12 septiembre 2018
Por cuarto año consecutivo he ido este verano a confesar dieciséis días a Medjugorje. Aunque creo en la autenticidad de las apariciones, eso no pasa de ser mi opinión personal, sin mayor importancia. Lo que en cambio es claro es que Medjugorje es el mayor confesionario del mundo.
Las dos cosas que sólo un sacerdote puede hacer son celebrar Misa y confesar. Es indudable que desde hace ya muchos años el sacramento de la Penitencia está en crisis, crisis que se debe a que los fieles no se acercan a utilizarlo y los sacerdotes no nos sentamos a confesar, círculo vicioso que nos corresponde a los sacerdotes romper, dando facilidades a nuestros fieles y pasando horas en el confesionario.
En Medjugorje, ciertamente, no pierdes el tiempo. Contra lo que muchos piensan, la confesión sigue siendo necesaria y recordemos que hay toda una rama de la Medicina, el psicoanálisis, que enseña que, incluso en un plano meramente natural, el decir nuestras faltas tiene un carácter liberador. Cada vez más gente experimenta la necesidad de confesarse, y aunque ver al psiquiatra y al psicólogo es algo bueno, y yo mismo he recomendado en algunas ocasiones a mis penitentes acudir a ellos, es indudable que el problema religioso es con relativa frecuencia el nudo del problema.
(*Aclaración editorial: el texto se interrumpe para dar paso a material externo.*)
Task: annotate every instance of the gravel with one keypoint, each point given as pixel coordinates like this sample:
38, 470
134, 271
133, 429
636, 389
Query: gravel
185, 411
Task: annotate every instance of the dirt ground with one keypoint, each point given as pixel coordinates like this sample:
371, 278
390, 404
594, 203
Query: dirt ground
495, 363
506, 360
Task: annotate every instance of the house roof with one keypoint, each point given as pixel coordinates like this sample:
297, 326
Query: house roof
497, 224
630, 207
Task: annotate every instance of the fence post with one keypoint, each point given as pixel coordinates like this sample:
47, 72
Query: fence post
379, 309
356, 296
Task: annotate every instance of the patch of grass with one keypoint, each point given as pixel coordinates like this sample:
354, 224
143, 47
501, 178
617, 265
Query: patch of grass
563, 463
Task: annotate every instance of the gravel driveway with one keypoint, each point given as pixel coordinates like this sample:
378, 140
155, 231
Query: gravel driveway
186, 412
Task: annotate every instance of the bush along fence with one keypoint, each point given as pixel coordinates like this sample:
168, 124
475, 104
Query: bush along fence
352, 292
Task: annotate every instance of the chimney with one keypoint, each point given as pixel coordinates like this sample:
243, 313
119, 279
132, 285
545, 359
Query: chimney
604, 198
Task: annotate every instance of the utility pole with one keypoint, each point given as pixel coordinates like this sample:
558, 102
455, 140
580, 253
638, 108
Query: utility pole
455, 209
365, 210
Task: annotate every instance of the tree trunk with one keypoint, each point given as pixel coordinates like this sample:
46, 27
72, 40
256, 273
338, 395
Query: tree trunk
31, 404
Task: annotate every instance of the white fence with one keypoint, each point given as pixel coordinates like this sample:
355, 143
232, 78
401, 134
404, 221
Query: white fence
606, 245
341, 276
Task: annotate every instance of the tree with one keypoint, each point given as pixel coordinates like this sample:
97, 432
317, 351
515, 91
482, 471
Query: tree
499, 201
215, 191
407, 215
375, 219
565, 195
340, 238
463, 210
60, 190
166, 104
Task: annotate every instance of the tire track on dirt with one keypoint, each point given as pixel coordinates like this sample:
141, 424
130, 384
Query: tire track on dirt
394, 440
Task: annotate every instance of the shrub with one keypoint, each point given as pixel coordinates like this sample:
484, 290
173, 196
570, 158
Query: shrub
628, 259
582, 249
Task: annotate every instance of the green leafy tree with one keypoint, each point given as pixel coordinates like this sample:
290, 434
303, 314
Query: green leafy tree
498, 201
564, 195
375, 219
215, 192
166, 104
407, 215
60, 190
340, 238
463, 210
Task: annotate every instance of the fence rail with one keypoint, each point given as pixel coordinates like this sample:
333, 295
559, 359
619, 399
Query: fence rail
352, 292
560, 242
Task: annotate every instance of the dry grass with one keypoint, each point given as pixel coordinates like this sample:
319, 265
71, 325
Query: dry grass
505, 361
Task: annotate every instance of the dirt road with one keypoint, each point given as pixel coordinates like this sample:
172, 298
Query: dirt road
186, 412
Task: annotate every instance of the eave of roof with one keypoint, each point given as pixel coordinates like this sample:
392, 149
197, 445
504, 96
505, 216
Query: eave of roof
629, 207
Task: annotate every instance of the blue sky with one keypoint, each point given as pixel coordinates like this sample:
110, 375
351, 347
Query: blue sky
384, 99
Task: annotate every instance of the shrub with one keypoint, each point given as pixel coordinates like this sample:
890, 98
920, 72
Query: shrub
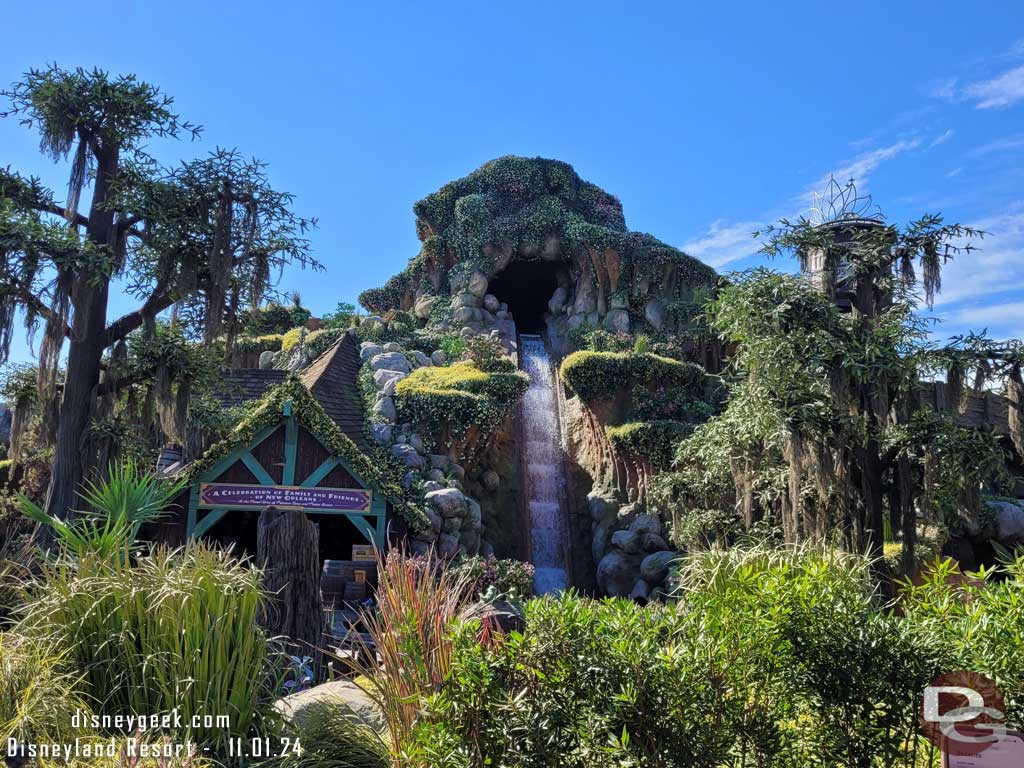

Y eso nos toca a los confesores.
Allí las colas de más de una hora para confesarse son muy frecuentes y, como suele suceder en los grandes centros de peregrinación, las conversiones y confesiones desde hace muchos años son bastante frecuentes. Las causas son múltiples, aunque creo que el motivo fundamental es encontrar la paz. Este año he notado un espectacular aumento en el número de abortos confesados, cosa, por otra parte, no extraña: sólo en España se cometen más de cien mil al año. Y es un pecado que, al contrario que muchos otros, con el paso del tiempo no sólo no se olvida sino que cada vez su recuerdo es más vívido, con el famoso y realísimo síndrome postaborto, que ha destrozado y destroza tantas vidas. Recuerdo en este punto lo que le decía un amigo sacerdote a un abortista: “A nosotros nos toca recomponer lo que vosotros habéis roto”.
Para ello es muy importante el perdón. Es cierto que el sacerdote le concede el perdón de Dios, y puede volver a recibir los sacramentos, pero le queda a quien lo ha hecho o colaborado el ser capaz de perdonarse a sí misma, pedir perdón al bebé asesinado, rezando por él y encomendándose a él, y, a su vez, ser capaz de perdonar a aquellos que le han empujado a tan horrible crimen. No nos olvidemos que en el Padre Nuestro decimos: “Perdona nuestras ofensas, como también nosotros perdonamos a los que nos ofenden”, y esto hay que decirlo no con la boca chiquita, sino con todo el corazón.
Pero además, en el sacramento de la Penitencia, aparte de perdonar los pecados de los penitentes, una de las misiones más importantes es la de impartir consuelo. Cuando te llega una persona destrozada, sea como consecuencia de sus pecados, sea simplemente por las adversidades sufridas, nuestra tarea sacerdotal es acercarles a Cristo, quien nos dice “Venid a mí todos los que estáis cansados y agobiados y yo os aliviaré” (Mt 11,28).
Por otra parte, también empieza a llegarte gente que ha pecado con las nuevas tecnologías: fecundación in vitro de óvulos (luego no se sabe qué hacer con los sobrantes) o esa nueva forma asquerosa de esclavitud femenina que es el alquiler de vientres. Y no olvidemos que en la educación afectivosexual europea se pretende suprimir el sexto mandamiento, llegando a confiar el cómo debe ser esta educación a la diputada austríaca Ulrike Lunacek, defensora acérrima de la pedofilia, a la que califica de “educación afectivosexual interactiva y libre de tabúes”. Como definición es preciosa, pero lástima que se trate de loa prosaica realidad de la pedofilia.
Para mí queda muy claro que el sacramento de la Penitencia es uno de los siete sacramentos y por tanto un lugar privilegiado de encuentro entre Dios y el Hombre. Pero creo también que Dios, que es nuestro Creador y nos conoce por tanto perfectamente, ha querido cubrir con él la realidad humana de que no podemos quedar encerrados en nosotros mismos, sino que necesitamos abrirnos no sólo al sacerdote, sino sobre todo a Él. El perdón de Dios se da en el sacramento, pero las palabras de consuelo tienen también allí una especial eficacia.
Pero además, por primera vez en mi vida, me encontré muy cerca a gente poseída, que será el tema de mi próximo artículo.